October 15, 2009 the Clean Water Act Enforcement Action Plan was submitted to EPA Administrator Lisa Jackson. EPA recognizes that over the last 30 years water pollution from the large direct industrial point sources, such as factories and sewage treatment plants, has been abated to a large extent , but that water quality threats from other sources--many of which were historically deemed to be non-point sources is causing serious pollution challenges. The regulated universe has expanded from roughly 100,000 traditional point sources to nearly one million far more dispersed sources such as animal feeding operations and storm water runoff. EPA found that many of the nation’s waters are not meeting water quality standards, and the threat to drinking water sources is growing. EPA proposes to target federal and state enforcement to tackle sources posing the biggest threats to water quality while increasing vigorous civil and criminal enforcement against traditional end-of-pipe pollution.

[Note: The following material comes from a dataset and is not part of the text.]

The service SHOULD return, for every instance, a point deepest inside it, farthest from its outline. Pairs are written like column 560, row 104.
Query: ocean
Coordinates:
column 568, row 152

EPA announced that it is responsible for assuring that the protections of the Clean Water Act extend to all citizens and that while some states have strong water quality protection and enforcement programs, as a whole, state compliance and enforcement is uneven, creating an unlevel playing field for businesses that do comply with the law, and denying citizens equal protection under the environmental legal framework. EPA notes that it must ensure that states protect water quality and consistently apply the law by issuing protective permits and by pursuing vigorous enforcement. EPA intends to set standards for acceptable state programs, and consistently hold states accountable. Where states are not meeting these expectations, EPA needs to strengthen water quality protection by disapproving permits that are not protective and by pursuing federal enforcement against serious violators.
EPA also emphasized that the public has a right to know what the threats are to water quality, where violations are occurring, and what EPA is doing about them. Additionally, the increased and dispersed numbers of pollution sources require EPA to target enforcement to the biggest problems. EPA intends to advance both goals by requiring reports to be submitted electronically.
Through the State Review Framework, EPA has made available comprehensive reports and data on water enforcement for all 54 states and territories, including those states/territories where EPA directly administers the permitting and enforcement program itself. The reports also review the clean air and RCRA hazardous waste compliance enforcement programs for each state and territory. EPA has also developed new web-based tools, ECHO, to help the public search, assess, and analyze the enforcement data that EPA used to help prepare those reports.
The May through July 2007 assessment of the West Virginia Division of Water and Waste Management (WV DWWM) found problems with data accuracy, timeliness and completeness during the course of its review. EPA found that WV DWWM fails to enter required data into the national computer database system which flow through to the ECHO website, accessible to the public. Significant non-compliances are not identified to EPA in a timely manner even though the file review indicated significant noncompliance events. Moreover WV DWWM does not enter the enforcement activity it takes into the national computer database on a monthly basis. EPA has recommended that West Virginia enter all significant noncompliance into the database and designate facilities as significant violators. Complete data entry is required in order to ensure an adequate picture of the West Virginia's compliance and enforcement program.